Molte sono le provocazioni che chi vive di scuola può ricevere da questo romanzo. Pazienza, tolleranza, ascolto, rispetto, il romanzo è un repertorio infinito di relazioni nuove, umanamente degne. Attorno al malato si costruisce pazientemente una rete di relazioni che producono effetti terapeutici innanzitutto in coloro che si coinvolgono, prima ancora che sul malato. Contro l’eccesso di medicalizzazione e contro una gestione rigida e meccanica del tempo, la realtà sembra piegarsi a un nuovo ordine in cui tutto è più umano perché condiviso. “Nemmeno Dio fa da solo…”.

Il tempo acquista un ritmo prezioso fatto di attenzione alla perfezione delle cose, date per scontate dalla nostra quotidiana distrazione e invece osservate con uno stupore colmo di gratitudine quando anche il gesto più banale non riesce più.

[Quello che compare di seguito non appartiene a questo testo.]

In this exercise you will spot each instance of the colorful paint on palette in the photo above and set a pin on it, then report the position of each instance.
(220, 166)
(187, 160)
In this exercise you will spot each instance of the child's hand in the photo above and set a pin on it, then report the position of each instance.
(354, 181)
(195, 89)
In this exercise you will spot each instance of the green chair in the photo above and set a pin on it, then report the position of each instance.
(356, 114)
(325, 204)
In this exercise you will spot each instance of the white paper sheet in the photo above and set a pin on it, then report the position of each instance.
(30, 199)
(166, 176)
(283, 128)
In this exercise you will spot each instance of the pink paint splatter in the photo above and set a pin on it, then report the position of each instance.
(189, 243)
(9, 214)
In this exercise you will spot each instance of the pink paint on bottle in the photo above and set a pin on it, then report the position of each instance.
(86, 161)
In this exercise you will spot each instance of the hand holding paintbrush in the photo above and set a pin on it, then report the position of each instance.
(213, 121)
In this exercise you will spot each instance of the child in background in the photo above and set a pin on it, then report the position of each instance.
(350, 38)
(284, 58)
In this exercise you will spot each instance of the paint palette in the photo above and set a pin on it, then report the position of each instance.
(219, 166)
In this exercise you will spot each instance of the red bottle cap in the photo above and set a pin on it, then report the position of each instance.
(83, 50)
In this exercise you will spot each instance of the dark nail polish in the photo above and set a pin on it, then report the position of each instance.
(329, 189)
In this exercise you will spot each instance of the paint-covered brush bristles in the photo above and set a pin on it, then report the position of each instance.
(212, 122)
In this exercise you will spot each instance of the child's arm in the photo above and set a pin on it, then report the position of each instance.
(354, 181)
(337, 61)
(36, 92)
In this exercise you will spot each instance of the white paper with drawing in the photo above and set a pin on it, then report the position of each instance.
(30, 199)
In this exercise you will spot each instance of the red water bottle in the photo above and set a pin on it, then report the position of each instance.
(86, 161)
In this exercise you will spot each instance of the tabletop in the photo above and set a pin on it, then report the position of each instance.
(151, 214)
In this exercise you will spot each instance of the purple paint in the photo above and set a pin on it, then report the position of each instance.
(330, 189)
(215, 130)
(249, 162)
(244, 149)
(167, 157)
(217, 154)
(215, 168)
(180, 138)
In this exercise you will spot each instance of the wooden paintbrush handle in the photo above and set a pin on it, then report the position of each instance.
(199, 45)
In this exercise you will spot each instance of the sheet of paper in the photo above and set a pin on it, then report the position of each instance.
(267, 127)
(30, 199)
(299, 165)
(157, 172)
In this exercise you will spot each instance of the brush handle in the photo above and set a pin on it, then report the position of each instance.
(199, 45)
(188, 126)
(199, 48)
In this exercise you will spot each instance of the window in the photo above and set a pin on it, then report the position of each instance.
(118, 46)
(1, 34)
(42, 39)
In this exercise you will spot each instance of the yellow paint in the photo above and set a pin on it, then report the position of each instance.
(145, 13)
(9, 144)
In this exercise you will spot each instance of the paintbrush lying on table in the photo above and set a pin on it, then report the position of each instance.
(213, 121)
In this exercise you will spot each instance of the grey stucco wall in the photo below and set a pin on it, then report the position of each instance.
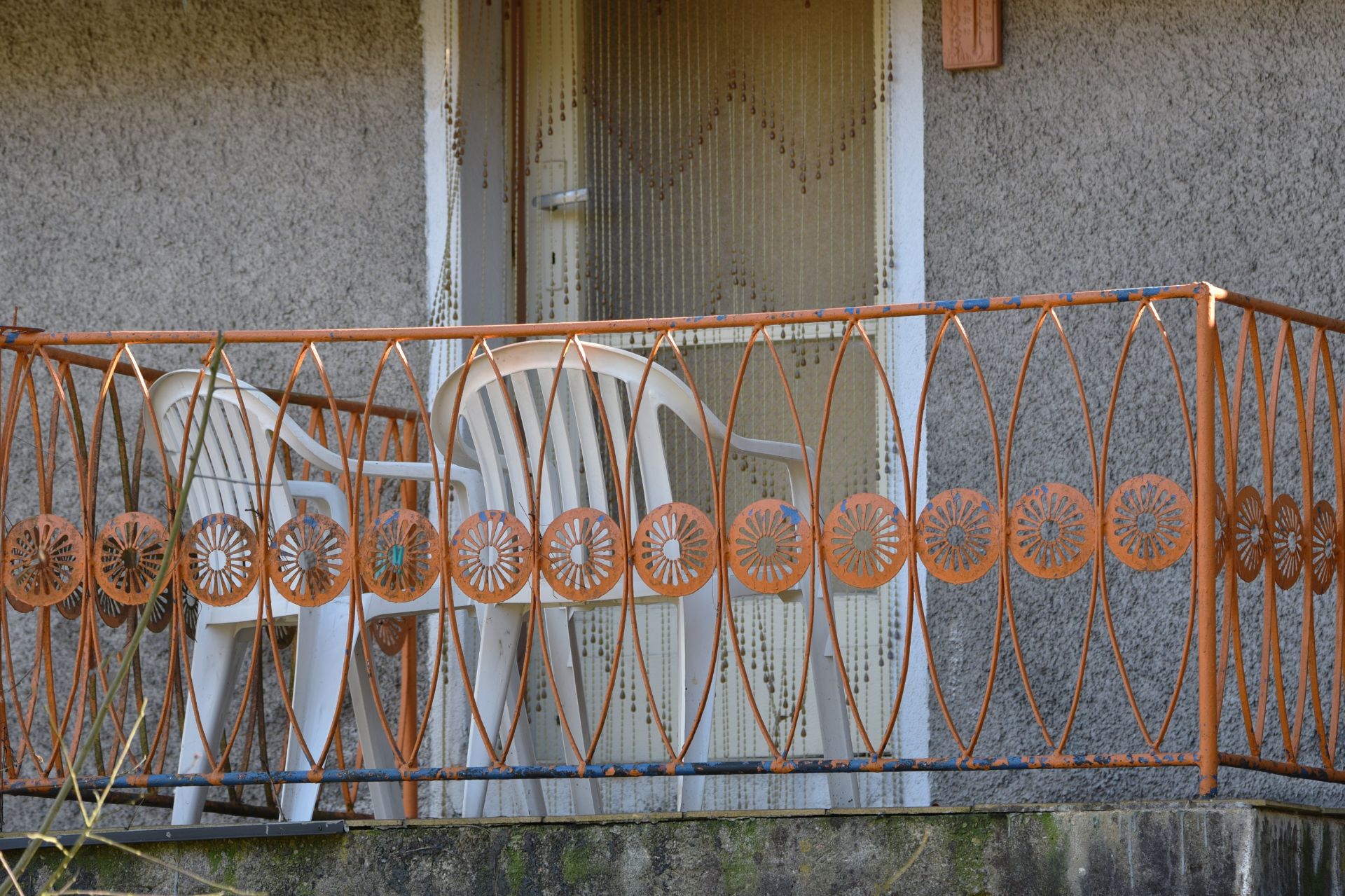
(209, 165)
(1122, 143)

La delicatezza della Veladiano riesce a toccare con leggerezza anche tematiche fra le più violente del nostro presente, le donne che la circonderanno nell’accudimento della zia provengono da paesi lontani e si portano appresso ferite profonde. Senza indulgere all’idillio, nella casa ogni donna risulta portatrice di una cultura e di una capacità terapeutica che consente fino alla fine un’esistenza degna per il malato e un’esperienza sostenibile per i parenti. Un esempio notevole di esperienza autenticamente interculturale.

Viene in mente la tecnica giapponese del Kintsugi, quella per cui si ripara con polvere d’oro il vasellame frantumato. La fragilità del morbo è ricomposta in nuovi preziosissimi equilibri, in cui tutto diventa gratitudine.

La presenza devota della nipote Andreina, i suoi interventi discreti e risolutivi di fronte alle amnesie sempre più frequenti, suggeriscono una modalità di relazione e di cura assolutamente commovente, modellata interamente, ma senza ostentazione, sulla tradizione ebraico-cristiana.

La scrittura sa essere preziosa e umile insieme, come la realtà, capace di passare da un registro popolare, anche utilizzando il realismo mimetico del dialetto, a squarci lirici e descrittivi di manzoniana memoria.

Un testo da leggere per ritrovare speranza ed energia in un momento in cui tutti sembrano paralizzati da una nuova percezione di fragilità.